Il faudra bien en passer par là ou s'engouffrer pour longtemps dans un tunnel sombre de notre histoire, que notre pays a connu et qu'il peut vivre à nouveau, même si les formes et les circonstances sont différentes, un tunnel sombre que le monde pourrait connaître dans la violence et la haine, le chacun pour soi porté au paroxysme.
Une Assemblée constituante ?
Certains nous proposent une assemblée constituante en remplacement de la Présidentielle. Signer la pétition « Présidentielle NON - Constituante OUI » c'est possible mais ne règle rien pour y parvenir (6). Elle propose de ne pas tenir la Présidentielle et appelle à une Constituante.
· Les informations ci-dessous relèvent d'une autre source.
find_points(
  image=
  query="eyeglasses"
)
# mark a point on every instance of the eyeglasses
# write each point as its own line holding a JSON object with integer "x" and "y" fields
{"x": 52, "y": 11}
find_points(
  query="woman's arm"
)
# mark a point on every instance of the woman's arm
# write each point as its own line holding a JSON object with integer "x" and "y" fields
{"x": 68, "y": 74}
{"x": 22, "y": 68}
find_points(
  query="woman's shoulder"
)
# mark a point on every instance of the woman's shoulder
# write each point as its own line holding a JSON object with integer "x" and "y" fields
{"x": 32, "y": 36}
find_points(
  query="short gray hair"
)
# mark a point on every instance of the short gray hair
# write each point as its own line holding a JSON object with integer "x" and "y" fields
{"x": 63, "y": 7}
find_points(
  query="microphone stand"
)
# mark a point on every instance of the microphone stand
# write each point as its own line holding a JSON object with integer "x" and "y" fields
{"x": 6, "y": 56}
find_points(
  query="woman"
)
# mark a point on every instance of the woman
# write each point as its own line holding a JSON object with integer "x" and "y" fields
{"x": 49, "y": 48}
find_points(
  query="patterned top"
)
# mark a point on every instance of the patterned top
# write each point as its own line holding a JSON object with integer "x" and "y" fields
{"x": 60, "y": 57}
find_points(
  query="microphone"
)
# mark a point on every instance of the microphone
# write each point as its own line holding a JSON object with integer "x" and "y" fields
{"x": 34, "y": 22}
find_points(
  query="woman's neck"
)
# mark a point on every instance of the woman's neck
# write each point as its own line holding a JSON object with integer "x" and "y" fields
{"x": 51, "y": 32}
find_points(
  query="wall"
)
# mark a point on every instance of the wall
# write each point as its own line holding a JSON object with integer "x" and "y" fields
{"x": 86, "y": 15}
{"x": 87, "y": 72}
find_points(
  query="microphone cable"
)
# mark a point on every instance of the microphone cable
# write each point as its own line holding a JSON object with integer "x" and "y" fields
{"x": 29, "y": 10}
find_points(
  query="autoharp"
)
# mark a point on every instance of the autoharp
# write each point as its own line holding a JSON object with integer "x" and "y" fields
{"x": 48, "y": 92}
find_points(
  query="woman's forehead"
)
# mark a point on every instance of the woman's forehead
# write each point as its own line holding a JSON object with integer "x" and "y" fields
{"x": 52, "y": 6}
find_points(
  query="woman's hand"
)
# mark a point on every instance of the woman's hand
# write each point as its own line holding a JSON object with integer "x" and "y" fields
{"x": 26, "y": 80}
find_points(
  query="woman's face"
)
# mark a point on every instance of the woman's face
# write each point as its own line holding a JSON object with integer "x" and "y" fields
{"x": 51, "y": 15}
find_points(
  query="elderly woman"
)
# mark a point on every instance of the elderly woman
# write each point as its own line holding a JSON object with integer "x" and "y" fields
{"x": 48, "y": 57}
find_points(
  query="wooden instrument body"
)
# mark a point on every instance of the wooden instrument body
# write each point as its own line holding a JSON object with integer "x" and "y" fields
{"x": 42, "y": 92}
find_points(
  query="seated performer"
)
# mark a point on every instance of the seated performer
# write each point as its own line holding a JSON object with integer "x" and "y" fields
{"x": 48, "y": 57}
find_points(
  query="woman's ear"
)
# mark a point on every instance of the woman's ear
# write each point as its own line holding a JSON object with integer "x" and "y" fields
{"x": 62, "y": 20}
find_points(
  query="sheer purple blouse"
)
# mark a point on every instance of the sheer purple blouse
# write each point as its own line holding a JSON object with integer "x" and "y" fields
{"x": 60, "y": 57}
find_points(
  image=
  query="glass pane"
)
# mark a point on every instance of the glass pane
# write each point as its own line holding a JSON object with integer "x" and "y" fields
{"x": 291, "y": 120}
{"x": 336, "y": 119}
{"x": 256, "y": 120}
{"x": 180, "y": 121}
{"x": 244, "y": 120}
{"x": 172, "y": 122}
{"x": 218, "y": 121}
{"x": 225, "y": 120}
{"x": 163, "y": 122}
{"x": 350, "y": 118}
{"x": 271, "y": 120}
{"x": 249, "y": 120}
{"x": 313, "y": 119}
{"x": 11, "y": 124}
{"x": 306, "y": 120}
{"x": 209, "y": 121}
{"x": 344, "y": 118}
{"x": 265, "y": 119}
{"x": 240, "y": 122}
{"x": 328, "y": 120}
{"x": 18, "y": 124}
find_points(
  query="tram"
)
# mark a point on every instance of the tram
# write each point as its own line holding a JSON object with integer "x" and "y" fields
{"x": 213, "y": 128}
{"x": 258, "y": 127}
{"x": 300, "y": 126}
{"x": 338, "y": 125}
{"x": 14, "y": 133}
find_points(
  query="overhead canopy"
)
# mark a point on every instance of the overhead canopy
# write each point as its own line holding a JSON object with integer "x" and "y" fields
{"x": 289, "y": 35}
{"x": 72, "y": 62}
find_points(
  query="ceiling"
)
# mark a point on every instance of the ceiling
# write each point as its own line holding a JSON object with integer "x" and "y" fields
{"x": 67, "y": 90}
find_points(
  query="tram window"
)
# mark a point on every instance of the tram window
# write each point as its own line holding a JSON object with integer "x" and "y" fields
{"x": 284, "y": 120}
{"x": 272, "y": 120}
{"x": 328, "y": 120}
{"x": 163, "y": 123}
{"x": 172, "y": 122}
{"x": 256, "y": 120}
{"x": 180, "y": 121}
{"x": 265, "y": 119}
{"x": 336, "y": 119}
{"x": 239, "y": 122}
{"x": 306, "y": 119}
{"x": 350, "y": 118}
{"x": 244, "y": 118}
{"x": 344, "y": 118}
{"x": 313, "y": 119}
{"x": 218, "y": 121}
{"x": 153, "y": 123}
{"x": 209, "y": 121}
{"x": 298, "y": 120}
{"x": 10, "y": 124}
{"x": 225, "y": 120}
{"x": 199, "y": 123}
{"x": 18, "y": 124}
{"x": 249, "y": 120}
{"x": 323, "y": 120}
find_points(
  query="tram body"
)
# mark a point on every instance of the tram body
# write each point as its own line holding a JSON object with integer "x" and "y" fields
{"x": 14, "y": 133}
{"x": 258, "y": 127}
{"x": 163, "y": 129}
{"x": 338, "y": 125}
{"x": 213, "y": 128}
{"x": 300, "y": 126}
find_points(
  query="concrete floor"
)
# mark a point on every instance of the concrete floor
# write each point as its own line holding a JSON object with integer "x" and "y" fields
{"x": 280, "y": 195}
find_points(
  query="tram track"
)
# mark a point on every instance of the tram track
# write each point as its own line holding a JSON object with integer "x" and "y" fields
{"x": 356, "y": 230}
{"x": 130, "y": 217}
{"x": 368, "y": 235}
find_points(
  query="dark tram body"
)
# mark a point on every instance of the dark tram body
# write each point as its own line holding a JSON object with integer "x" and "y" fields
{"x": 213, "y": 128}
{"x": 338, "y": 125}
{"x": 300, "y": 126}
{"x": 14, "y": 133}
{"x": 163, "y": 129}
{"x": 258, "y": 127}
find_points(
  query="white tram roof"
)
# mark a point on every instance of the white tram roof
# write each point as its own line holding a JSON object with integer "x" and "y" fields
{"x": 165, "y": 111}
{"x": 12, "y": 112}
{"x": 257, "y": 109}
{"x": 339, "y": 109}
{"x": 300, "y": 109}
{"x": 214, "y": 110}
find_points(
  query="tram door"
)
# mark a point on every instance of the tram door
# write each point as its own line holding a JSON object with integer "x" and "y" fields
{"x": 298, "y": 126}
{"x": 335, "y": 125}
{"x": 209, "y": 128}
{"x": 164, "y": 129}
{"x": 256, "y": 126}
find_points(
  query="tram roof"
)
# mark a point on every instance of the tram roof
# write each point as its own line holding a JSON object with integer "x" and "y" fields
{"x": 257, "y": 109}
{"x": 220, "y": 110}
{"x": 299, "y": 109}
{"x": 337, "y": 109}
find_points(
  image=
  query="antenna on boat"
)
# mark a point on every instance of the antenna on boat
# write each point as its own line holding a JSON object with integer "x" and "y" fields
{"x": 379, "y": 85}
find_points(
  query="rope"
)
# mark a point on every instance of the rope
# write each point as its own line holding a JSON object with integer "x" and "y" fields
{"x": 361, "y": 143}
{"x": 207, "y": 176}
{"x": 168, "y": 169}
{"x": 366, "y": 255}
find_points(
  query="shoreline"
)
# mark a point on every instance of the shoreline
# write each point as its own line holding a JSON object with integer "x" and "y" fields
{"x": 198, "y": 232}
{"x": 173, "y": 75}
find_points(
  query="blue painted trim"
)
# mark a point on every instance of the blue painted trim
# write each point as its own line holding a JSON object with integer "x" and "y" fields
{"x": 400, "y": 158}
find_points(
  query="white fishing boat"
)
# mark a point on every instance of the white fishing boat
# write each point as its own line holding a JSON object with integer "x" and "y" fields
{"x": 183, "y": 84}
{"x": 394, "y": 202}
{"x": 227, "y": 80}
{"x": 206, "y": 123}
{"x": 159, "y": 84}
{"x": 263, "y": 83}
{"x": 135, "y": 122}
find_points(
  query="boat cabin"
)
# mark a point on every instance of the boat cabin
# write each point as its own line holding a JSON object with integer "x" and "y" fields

Ne pas tenir la Présidentielle ? Au mieux un vœu pieux ! Ce serait sortir de la légalité, de l'état de droit, de la Constitution : impossible sauf un coup de force. Donc on aura la Présidentielle en 2017 quoiqu'il nous en coûte.
Qui a le pouvoir de réunir une telle assemblée ? Rien, dans l'actuelle Constitution, ne le permet. Ce n'est pas prévu. Même si un nombre considérable de signatures sont recueillies, il n'y aura pas de constituante, simplement (ce qui serait déjà beaucoup) la demande d'un grand nombre pour cette perspective.
Depuis des années, le passage à une sixième république est régulièrement et avec raison, revendiqué : de la C6R jusqu'à cette pétition toute récente pour une Constituante. La question n'est pas sur l'objectif d'une autre Constitution (encore qu'elle puisse avoir différentes versions bien différentes…) mais surtout, comment y parvenir ?
Comment amener les conditions d'une autre République ? Là est la vraie question, cruciale. Certes, populariser cet objectif, le faire partager par le plus grand nombre est nécessaire. Pourtant c'est la panne du côté de la stratégie pour y parvenir, une panne franche et massive. Se préparer, rassembler le maximum de personnes sur cette idée, rester prêt c'est à peu près tout.
Dans notre pays, comment a-t-on changé de République ? En 1940 la IIIème république a fini dans les pleins pouvoirs à Pétain et l'Etat français. En 1958, la IVème République s'est terminée dans la décolonisation, la déconsidération, le «coup d'état permanent » du Général de Gaulle. A chaque fois, il a fallu des circonstances historiques dramatiques pour basculer d'une République à une autre. Rien dans nos Constitutions ne permet ces évolutions. C'est toujours une rupture historique, dans l'inconnu d'une carence ou suite à un traumatisme national.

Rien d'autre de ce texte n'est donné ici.